How can I practice my team leadership skills?
If teams and team leaders are the basic building blocs of lean, the atoms, how can I become better at leading teams? This is a question I get often, and as a leader of informal teams in the lean movement, I’ve been asking myself the same thing: where can I improve?
On the gemba, it’s quite obvious that great team leaders have none of the classic leadership traits, such as charisma, decisiveness or being inspirational. The best team leaders tend to be rather quiet, no drama personalities that somehow get things done by maintaining their teams in good cheer and relentlessly pursuing kaizen so that people are content, work gets done and improvement happens.
If team leadership is not a trait – then it’s a skill (or skills). It can be learned. The question then becomes learning to learn: finding the key things we can do better. I’ve been asking myself this same question for the past couple of months, looking at great teams, reading the literature on leadership, in particular google’s attempts at defining it, and I’d like to propose the following working hypotheses:
- Express concrete high-level goals: we can be better at expressing high level goals in a concrete manner, such as “seek the customer smile”, “zero accidents” “reduce quality complaints by half” “zero engineering change after tooling” and so on. Expressing high level goals concretely and clearly helps everyone in the team orient, find meaning in what they do, and opens the way for initiative and suggestions, but it’s never easy and is a definite skill – it can be practiced.
- Get agreement on the next step: teams often face choices, some mundane, some strategic, and these choices are up in the air until the next step is defined and then it the team is committed. Great team leaders are good at getting the team agree on the immediate problem or obstacle and coming together on a clear next step (which could be doing nothing). Team leaders have their say in what the next step should be, but accept that the team might want to do something else and that this needs to be worked out. Sometimes the team follows its leader without second thoughts, sometimes it does so after much debating and sometimes the leader follows the team. Getting teams to commit to a clear next step is also a practical skill that can be improved.
- Handle conflict: conflict is part of our lives, whether interpersonal conflict in the team or conflict with people outside the team, people are naturally prone to get annoyed and get feisty, particularly when they’re frustrated with the situation or simply in a bad mood. Team leaders are very good at cooling off tempers and calming down conflicts until the ugly mood that flared up dies down. This also means keeping an eye out for conflictual situations, even if they don’t seem immediately part of the job – people have lives outside work as well. A large part of the TWI training about Job Relations is about learning to handle conflict at work – so here is another teachable skill.

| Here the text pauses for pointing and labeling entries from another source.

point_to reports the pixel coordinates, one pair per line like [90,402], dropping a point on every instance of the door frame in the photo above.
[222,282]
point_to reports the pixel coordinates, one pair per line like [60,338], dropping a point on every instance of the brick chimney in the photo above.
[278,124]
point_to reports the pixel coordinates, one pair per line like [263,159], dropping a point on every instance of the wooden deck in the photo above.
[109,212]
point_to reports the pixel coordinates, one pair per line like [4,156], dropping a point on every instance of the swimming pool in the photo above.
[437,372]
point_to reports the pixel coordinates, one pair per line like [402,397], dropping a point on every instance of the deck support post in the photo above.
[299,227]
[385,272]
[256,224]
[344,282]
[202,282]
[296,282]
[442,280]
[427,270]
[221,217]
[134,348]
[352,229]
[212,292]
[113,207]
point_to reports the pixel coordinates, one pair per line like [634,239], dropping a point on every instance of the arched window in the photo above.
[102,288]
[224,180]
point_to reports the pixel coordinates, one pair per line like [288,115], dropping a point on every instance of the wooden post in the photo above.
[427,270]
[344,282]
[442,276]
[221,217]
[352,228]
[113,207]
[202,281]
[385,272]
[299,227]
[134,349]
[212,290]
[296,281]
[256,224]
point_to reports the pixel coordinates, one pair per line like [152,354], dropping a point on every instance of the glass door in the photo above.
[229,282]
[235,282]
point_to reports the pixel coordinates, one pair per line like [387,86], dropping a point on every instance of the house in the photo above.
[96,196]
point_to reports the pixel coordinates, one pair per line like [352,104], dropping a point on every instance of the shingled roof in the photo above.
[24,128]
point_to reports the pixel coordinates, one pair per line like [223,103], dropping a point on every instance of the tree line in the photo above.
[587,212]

- Console the losers and supporting individuals: with any change or conflict, there will be winners and losers. Losers are still part of the team, and it is an essential skill of the team leader to console them and persuade them they still have their part in the team. This could lead into the more complex topic of supporting people in their development and helping them with what they want to do, which is often beyond the competences or remit of the team leader, but still… Consoling losers and supporting individuals is something we never do enough of, and certainly an improvable skill.
- Show your back: this is an expression from Isao Yoshino, the legendary Toyota leader of the NUMMI experiment, which means that you should practice what you preach for the team to follow you, and when the team fails to move, take the first step yourself to lead by example. The question is not what team members do when you look at them, but what they do when you show your back and they’re on their own. We all share a tendency to “do as I say and don’t do as I do” and practicing being a clearer example to the team can never hurt.
I doubt that these five skills would constitute a complete theory of team leadership, but they are practical, learnable and teachable skills, so they at least provide a place to start to practice lean leadership skills with your teams, tomorrow.
Let me know how it turns out and what you discover?